Each year, about 500 million people are infected by influenza A virus worldwide, of which about 500,000 die. We and others showed that the genetic background strongly influences the course and outcome of influenza A virus infections in different mouse inbred strains [14]. To identify genes that influence resistance or susceptibility to influenza A infections, we performed a genome-wide quantitative mapping study using the BXD recombinant inbred strains derived from C57BL/6 J and DBA/2 J. When infected with a low virulent isolate of PR8 influenza A virus (designated PR8M), DBA/2 J mice are highly susceptible and die within 5–7 days post infection (p.i.), whereas C57BL/6 J mice survive [1, 5]. We found about 30 candidate genes across five QTL regions [2]. One of the most promising candidates in the Qivr17-2 (quantitative trait for influenza virus resistance on chromosome 17) locus was the leukocyte specific transcript 1 (Lst1). The human gene LST1 and its mouse homologue Lst1, formerly described as B144 [6], are located in the MHC class III locus encoding numerous genes involved in the immune response [7, 8]. Transcripts are most abundant in immune cells, especially B cells, T cells, monocytes and dendritic cells [9]. Lst1 expression has been shown to be up-regulated by inflammatory stimuli [8, 10]. DBA/2 J mice exhibit a deletion in the Lst1 which results in a translational frame shift that most likely causes a premature stop codon and thus results in a truncated, non-functional protein [2]. Expression of Lst1 transcripts was up-regulated in C57BL/6 J mice after infection with influenza A virus (PR8M; H1N1). Expression levels increased already at day 2 post infection (p.i.), showing a peak of expression at day 8 p.i.. At later time points Lst1 expression decreased and reached levels that were similar to non-infected mice on day 18 p.i. [2, 11]. Thus, Lst1 expression was found both during the innate and adaptive phase of the host response to influenza and peaked at the time point of T cell infiltration. Bio-GPS (http://biogps.org) expression studies show that Lst1 was mainly expressed in immune cells including mast cells, macrophages and dendritic cells.

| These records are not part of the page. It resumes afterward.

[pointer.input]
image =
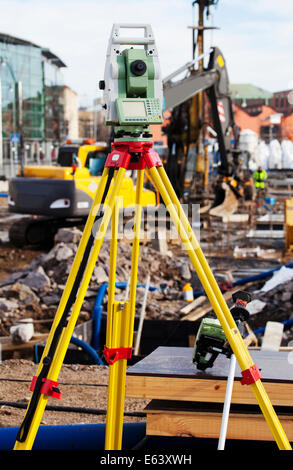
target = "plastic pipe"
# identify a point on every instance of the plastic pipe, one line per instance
(74, 437)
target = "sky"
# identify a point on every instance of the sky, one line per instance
(255, 36)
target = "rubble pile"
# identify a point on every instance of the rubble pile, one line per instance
(35, 291)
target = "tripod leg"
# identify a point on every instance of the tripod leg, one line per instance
(120, 324)
(218, 303)
(66, 326)
(114, 339)
(135, 251)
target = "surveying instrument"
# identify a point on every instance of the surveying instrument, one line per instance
(133, 101)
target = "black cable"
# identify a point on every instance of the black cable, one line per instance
(47, 361)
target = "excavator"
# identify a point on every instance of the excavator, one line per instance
(61, 195)
(186, 168)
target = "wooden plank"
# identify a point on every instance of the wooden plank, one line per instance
(169, 374)
(212, 391)
(207, 424)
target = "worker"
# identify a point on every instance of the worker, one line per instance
(260, 177)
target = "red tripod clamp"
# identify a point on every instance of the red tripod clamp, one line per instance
(132, 156)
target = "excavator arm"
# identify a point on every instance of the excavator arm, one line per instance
(214, 81)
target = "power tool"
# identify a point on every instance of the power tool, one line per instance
(211, 340)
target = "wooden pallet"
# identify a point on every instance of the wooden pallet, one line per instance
(189, 402)
(187, 419)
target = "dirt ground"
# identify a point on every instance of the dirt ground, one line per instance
(81, 387)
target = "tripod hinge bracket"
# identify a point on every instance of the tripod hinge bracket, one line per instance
(112, 355)
(49, 387)
(250, 375)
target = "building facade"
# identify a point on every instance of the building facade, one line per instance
(37, 111)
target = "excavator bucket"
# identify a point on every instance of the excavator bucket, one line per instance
(226, 202)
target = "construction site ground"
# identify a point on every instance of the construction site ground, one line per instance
(86, 385)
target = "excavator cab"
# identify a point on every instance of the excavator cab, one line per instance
(61, 195)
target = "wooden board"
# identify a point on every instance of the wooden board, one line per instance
(203, 420)
(169, 374)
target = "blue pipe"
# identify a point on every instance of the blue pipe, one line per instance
(74, 437)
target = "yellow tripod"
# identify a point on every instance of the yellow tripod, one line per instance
(120, 315)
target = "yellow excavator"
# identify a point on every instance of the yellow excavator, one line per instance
(61, 195)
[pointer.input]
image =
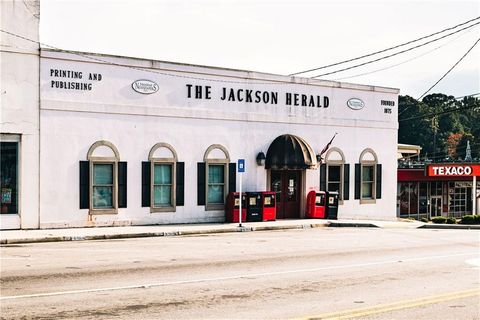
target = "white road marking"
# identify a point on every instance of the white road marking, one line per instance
(473, 262)
(245, 276)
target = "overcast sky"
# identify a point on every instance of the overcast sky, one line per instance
(280, 37)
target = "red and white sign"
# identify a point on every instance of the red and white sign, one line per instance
(453, 170)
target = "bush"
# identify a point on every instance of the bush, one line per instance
(470, 219)
(451, 220)
(439, 219)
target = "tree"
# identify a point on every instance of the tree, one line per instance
(435, 124)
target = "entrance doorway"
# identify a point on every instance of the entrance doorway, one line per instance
(436, 206)
(287, 185)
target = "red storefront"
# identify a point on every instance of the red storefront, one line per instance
(450, 190)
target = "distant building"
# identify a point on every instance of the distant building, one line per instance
(427, 190)
(124, 141)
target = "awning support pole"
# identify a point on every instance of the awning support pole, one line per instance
(474, 195)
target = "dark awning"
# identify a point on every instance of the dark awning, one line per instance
(290, 152)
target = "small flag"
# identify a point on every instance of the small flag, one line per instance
(327, 146)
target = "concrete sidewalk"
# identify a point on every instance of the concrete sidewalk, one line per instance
(101, 233)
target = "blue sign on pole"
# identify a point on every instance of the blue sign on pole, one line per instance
(241, 165)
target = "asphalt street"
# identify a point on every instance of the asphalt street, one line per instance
(324, 273)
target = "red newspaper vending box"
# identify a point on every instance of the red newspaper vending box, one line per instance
(269, 207)
(232, 208)
(316, 205)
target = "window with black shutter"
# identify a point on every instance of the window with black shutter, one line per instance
(107, 179)
(368, 177)
(163, 187)
(333, 177)
(219, 178)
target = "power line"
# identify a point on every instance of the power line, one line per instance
(384, 50)
(456, 98)
(440, 113)
(394, 54)
(466, 53)
(398, 64)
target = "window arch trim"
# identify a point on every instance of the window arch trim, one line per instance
(160, 145)
(172, 161)
(218, 160)
(103, 143)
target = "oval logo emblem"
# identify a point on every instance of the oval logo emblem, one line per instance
(145, 86)
(355, 104)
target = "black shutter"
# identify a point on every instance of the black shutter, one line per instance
(323, 177)
(378, 194)
(201, 183)
(122, 184)
(232, 177)
(84, 184)
(346, 181)
(145, 183)
(180, 181)
(357, 180)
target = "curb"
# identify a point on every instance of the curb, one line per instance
(450, 226)
(156, 234)
(351, 225)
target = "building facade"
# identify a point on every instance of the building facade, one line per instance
(442, 189)
(99, 140)
(19, 115)
(131, 141)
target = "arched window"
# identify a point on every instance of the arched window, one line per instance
(216, 177)
(162, 179)
(103, 179)
(368, 176)
(336, 173)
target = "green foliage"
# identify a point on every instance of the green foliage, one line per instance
(471, 219)
(439, 219)
(450, 130)
(451, 220)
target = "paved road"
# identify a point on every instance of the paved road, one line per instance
(302, 274)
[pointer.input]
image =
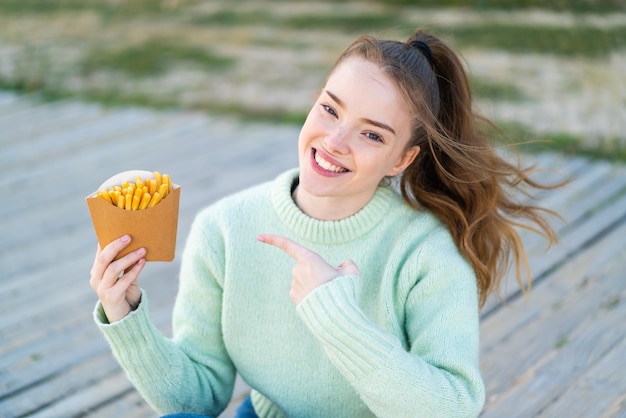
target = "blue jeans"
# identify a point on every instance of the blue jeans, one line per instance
(245, 410)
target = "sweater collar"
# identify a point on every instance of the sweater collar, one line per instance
(327, 232)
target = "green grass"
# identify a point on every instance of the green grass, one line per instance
(598, 6)
(575, 41)
(527, 141)
(342, 23)
(485, 89)
(153, 57)
(579, 40)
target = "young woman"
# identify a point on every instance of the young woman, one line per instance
(331, 292)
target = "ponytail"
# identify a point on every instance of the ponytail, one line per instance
(458, 175)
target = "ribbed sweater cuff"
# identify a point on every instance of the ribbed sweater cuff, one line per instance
(354, 344)
(134, 330)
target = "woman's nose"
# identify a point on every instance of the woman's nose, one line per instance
(338, 140)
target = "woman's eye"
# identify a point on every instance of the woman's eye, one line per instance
(330, 110)
(374, 136)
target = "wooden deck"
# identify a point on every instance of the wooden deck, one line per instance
(559, 353)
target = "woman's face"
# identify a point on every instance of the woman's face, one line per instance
(356, 133)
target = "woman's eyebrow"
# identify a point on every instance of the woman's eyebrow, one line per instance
(366, 120)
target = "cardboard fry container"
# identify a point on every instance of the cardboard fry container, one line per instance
(152, 228)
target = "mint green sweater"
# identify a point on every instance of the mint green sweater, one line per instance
(400, 340)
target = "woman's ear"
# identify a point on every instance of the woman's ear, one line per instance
(404, 161)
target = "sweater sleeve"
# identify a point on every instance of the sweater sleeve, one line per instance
(192, 371)
(437, 375)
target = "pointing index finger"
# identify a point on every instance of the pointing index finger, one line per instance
(289, 246)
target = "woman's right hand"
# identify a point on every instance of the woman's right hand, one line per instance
(116, 282)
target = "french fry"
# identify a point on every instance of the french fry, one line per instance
(136, 202)
(140, 194)
(145, 200)
(166, 180)
(105, 195)
(156, 198)
(157, 178)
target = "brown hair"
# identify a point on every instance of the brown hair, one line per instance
(458, 175)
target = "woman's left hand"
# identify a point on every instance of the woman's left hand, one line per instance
(310, 270)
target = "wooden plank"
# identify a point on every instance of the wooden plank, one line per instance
(588, 395)
(578, 348)
(554, 309)
(606, 208)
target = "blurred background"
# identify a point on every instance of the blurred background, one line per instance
(556, 69)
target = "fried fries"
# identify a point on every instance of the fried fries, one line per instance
(142, 194)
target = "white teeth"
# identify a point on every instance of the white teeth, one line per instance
(326, 165)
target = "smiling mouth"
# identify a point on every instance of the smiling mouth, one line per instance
(327, 165)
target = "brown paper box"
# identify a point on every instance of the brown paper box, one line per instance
(152, 228)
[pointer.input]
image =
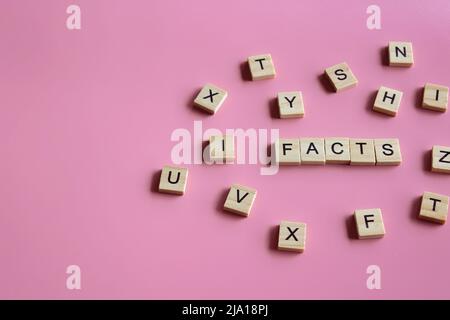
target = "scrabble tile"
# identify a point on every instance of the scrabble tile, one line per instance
(312, 150)
(287, 151)
(369, 223)
(400, 54)
(173, 180)
(210, 98)
(292, 236)
(387, 101)
(362, 152)
(221, 148)
(240, 200)
(441, 159)
(261, 67)
(387, 152)
(337, 150)
(341, 76)
(290, 104)
(434, 207)
(435, 97)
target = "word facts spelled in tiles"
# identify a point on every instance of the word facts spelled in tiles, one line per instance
(362, 152)
(290, 104)
(287, 152)
(388, 101)
(173, 180)
(434, 207)
(312, 150)
(369, 223)
(341, 76)
(240, 200)
(292, 236)
(435, 97)
(210, 98)
(440, 159)
(221, 148)
(261, 67)
(387, 152)
(400, 54)
(337, 150)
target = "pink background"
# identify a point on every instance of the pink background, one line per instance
(85, 124)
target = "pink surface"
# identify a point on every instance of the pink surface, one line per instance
(85, 124)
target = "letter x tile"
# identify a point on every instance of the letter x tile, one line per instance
(292, 236)
(240, 200)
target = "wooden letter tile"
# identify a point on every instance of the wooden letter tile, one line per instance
(240, 200)
(341, 76)
(362, 152)
(261, 67)
(173, 180)
(388, 101)
(369, 223)
(400, 54)
(221, 148)
(312, 150)
(441, 159)
(434, 207)
(387, 152)
(337, 150)
(290, 104)
(292, 236)
(435, 97)
(287, 151)
(210, 98)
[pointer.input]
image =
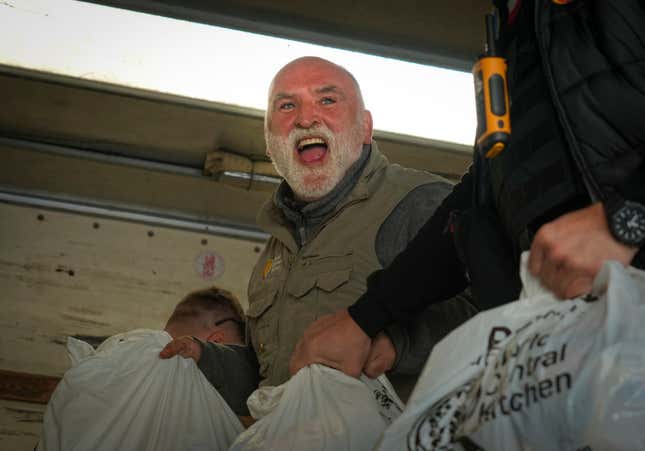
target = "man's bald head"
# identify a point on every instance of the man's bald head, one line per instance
(315, 125)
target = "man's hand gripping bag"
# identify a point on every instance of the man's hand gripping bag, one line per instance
(537, 374)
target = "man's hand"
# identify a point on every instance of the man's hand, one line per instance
(183, 346)
(381, 357)
(333, 340)
(568, 252)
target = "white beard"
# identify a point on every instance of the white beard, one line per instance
(312, 183)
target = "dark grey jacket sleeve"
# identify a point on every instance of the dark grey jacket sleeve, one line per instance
(232, 370)
(413, 340)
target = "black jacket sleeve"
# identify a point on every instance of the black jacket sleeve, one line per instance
(426, 272)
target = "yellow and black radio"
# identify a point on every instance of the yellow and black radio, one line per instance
(491, 94)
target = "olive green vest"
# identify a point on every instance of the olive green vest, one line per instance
(291, 287)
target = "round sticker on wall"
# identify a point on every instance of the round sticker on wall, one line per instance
(209, 265)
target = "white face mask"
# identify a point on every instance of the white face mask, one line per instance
(313, 182)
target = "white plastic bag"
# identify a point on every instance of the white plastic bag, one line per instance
(124, 397)
(320, 409)
(537, 374)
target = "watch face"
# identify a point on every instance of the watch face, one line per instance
(629, 224)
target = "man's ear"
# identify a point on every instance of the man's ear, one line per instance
(217, 336)
(367, 127)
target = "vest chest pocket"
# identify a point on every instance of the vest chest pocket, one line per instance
(300, 286)
(262, 324)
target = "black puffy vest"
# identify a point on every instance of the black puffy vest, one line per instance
(577, 85)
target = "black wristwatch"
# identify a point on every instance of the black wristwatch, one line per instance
(626, 220)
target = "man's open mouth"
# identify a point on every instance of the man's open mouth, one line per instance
(312, 149)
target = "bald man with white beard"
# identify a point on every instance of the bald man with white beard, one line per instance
(342, 212)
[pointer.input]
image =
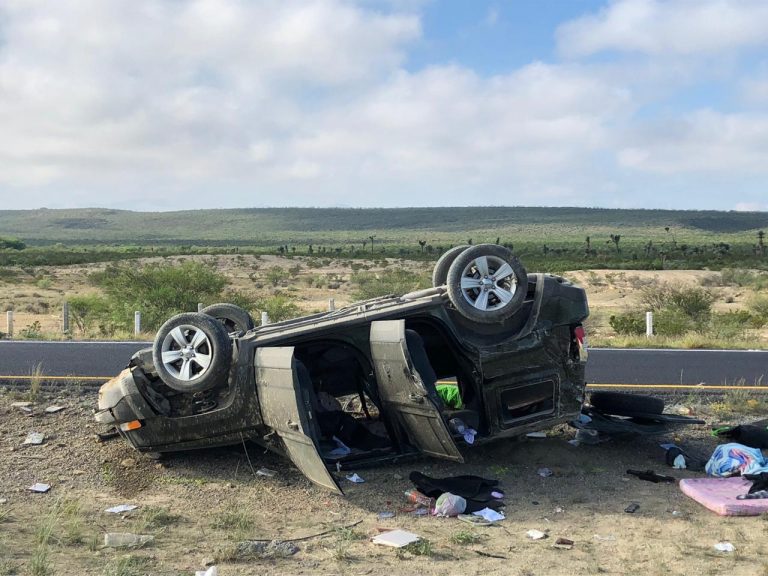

To further characterize the role of LST1 after influenza A infection, we studied the host response in a Lst1 mouse knock-out (KO) model. The KO strain C57BL/6 N-Lst1 tm1(KOMP)Vlcg was created from the ES cell clone 12118A-B1 (obtained from the KOMP Repository; www.komp.org). It harbors a reporter-tagged deletion of the Lst1 gene. We confirmed insertion of the targeting cassette into the coding region of exon two and three by PCR genotyping (Additional file 1: Figure S1A) and showed absence of transcripts in knock-out mice by reverse transcription PCR (Additional file 1: Figure S1B).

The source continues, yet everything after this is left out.